I was fortunate to have exposure to research very early on during my medical training. I did some research into cot death, which was one of the major causes of mortality in infants at the time. This was back in the late 1980s in the UK, and I actually made a pretty key observation as a student, which ended up changing policy and was published in The Lancet (Farooqi et al., 1991). This got me very excited about research and the way that it could make a difference to many people's lives.

How does your perspective as a clinician shape your research?

I always think it's a great privilege to be a doctor, and I think it's an even greater privilege to be both a doctor and a scientist. My research is very much shaped by my patients. Then, once you get into the research, you find fascinating new things that you never thought you'd be thinking about, so the pursuit of science and identifying interesting questions to tackle becomes the focus itself.
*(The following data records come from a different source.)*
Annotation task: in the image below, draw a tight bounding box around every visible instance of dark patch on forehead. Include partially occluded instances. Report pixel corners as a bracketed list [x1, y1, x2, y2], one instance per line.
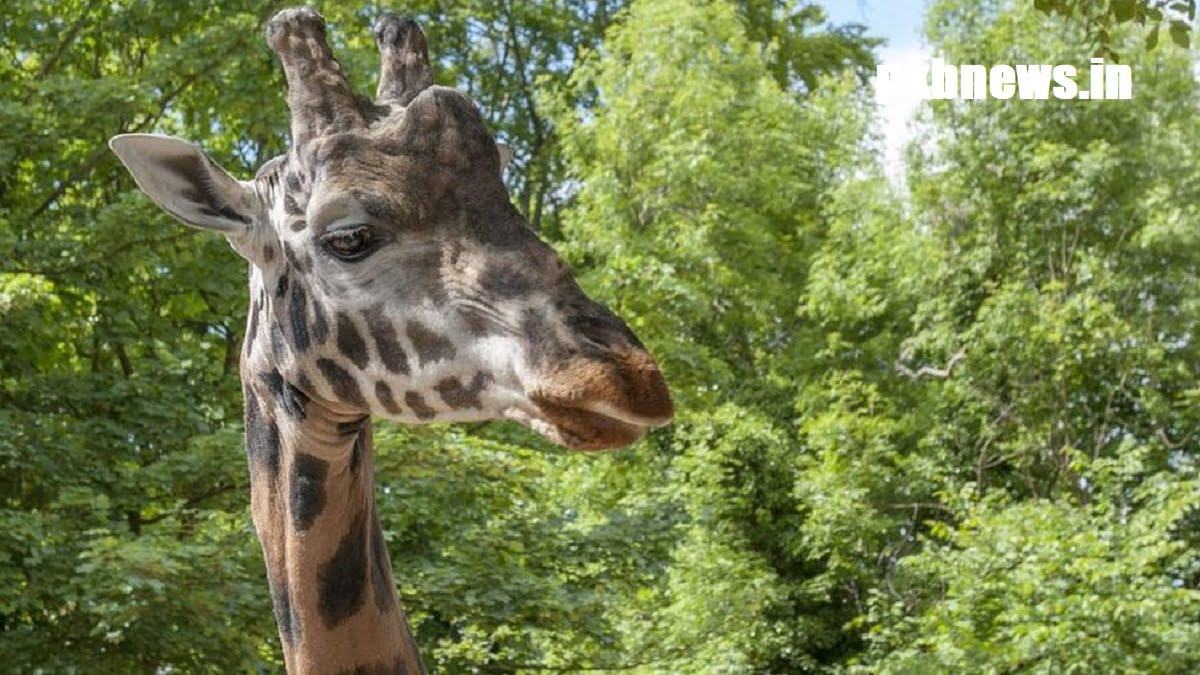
[371, 518, 396, 614]
[310, 133, 373, 166]
[288, 453, 329, 532]
[458, 305, 499, 338]
[479, 264, 538, 298]
[266, 571, 300, 645]
[362, 306, 409, 375]
[317, 512, 367, 628]
[404, 392, 437, 419]
[317, 358, 367, 410]
[337, 312, 371, 370]
[283, 192, 304, 216]
[350, 425, 366, 473]
[376, 380, 404, 416]
[407, 319, 455, 366]
[283, 241, 312, 274]
[312, 295, 329, 345]
[288, 283, 310, 352]
[242, 387, 280, 480]
[158, 154, 250, 225]
[521, 309, 571, 366]
[434, 372, 488, 410]
[352, 190, 403, 222]
[284, 171, 304, 192]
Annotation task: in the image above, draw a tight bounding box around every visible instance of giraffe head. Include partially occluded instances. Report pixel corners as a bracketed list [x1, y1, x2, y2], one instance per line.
[110, 8, 673, 449]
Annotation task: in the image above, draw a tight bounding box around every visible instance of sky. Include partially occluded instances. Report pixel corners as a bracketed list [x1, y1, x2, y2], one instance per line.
[822, 0, 930, 179]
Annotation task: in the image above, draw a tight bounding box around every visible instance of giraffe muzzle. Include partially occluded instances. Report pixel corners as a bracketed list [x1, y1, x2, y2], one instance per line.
[529, 348, 674, 450]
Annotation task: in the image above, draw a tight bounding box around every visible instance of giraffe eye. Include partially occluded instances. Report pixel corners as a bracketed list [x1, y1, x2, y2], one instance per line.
[320, 225, 374, 261]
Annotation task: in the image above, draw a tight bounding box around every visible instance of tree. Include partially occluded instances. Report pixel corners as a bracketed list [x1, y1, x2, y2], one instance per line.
[1033, 0, 1196, 60]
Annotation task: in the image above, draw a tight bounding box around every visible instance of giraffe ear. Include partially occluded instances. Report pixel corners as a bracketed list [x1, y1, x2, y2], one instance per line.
[108, 133, 259, 238]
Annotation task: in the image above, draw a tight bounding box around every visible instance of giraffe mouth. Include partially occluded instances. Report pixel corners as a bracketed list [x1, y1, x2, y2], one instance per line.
[506, 396, 659, 450]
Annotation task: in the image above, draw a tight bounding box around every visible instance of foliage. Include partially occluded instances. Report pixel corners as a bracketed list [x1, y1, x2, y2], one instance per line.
[1033, 0, 1196, 60]
[0, 0, 1200, 674]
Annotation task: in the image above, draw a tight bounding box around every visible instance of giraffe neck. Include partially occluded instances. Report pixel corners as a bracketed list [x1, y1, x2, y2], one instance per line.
[241, 300, 425, 675]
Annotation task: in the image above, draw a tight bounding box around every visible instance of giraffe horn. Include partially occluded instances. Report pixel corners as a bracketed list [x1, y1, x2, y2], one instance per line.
[266, 7, 365, 145]
[373, 13, 433, 106]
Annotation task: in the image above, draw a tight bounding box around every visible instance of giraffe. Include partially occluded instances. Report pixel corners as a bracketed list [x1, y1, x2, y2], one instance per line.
[109, 7, 673, 674]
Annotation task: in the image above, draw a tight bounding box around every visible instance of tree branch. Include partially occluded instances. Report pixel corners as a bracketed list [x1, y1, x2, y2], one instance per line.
[895, 347, 967, 380]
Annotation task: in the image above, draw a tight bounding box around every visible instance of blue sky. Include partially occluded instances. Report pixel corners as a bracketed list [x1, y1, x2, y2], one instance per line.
[822, 0, 930, 181]
[821, 0, 925, 49]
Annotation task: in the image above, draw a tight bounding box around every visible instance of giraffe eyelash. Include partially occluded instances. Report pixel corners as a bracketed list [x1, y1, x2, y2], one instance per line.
[320, 223, 378, 262]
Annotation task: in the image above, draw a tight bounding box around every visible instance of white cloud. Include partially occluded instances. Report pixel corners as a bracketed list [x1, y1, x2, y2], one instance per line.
[875, 44, 931, 183]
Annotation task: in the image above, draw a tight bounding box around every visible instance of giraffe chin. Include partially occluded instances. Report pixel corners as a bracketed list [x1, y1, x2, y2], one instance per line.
[505, 401, 650, 450]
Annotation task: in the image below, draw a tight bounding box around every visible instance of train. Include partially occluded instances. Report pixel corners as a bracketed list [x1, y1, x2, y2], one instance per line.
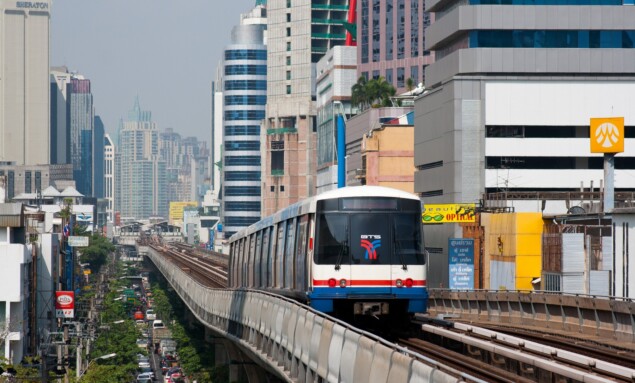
[228, 185, 428, 320]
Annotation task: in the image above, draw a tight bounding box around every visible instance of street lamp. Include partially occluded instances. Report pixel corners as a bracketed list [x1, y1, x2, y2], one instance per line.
[77, 352, 117, 379]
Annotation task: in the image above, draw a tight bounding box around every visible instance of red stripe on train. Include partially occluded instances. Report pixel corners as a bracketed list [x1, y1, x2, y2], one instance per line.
[313, 279, 426, 286]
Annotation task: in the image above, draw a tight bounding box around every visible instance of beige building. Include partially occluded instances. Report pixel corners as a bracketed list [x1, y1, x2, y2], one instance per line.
[359, 122, 415, 193]
[0, 0, 51, 165]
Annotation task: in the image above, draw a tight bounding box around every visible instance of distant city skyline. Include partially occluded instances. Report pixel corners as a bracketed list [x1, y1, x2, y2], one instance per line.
[50, 0, 256, 142]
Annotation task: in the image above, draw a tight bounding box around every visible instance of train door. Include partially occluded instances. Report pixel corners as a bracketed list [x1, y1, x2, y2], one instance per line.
[312, 213, 351, 294]
[350, 213, 392, 294]
[391, 212, 425, 296]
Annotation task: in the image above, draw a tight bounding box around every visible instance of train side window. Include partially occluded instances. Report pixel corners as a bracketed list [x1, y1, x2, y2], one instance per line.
[259, 227, 271, 287]
[284, 218, 295, 289]
[392, 213, 426, 265]
[313, 213, 350, 265]
[295, 215, 309, 291]
[276, 221, 287, 287]
[252, 230, 262, 287]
But the direction of travel for me is always about finding ways to benefit patients.

You have done extensive studies in patients to identify rare genetic variants associated with severe obesity. What are some of the most interesting findings from this work?

Initially, just being able to show that a variant in a single gene is sufficient to cause obesity in a person was the key early finding we made back in 1997 (Montague et al., 1997). That was also key to proving that the hormone leptin is a critical regulator of weight. Without any leptin, children will invariably develop severe obesity through failure to control their appetite: lack of leptin causes this intense drive to eat, or hyperphagia. This taught us that our appetite and our eating behaviour has a strong biological basis, something that hadn't really been proven in humans before that. That finding then paved the way for many subsequent studies that looked at several different genes expressed in the hypothalamus in the brain affecting pathways that regulate weight. We showed that disruption of those genes can cause obesity. Collectively, that work has given us an understanding of how body weight is regulated in the hypothalamus. It's shown us that genes can contribute to obesity and to weight regulation, and this has informed diagnostic testing in people around the world. It's also provided the evidence base for developing drugs that can target these pathways. Now, we're very excited that we can actually give drugs to people with some of these genetic conditions and often entirely treat their severe obesity.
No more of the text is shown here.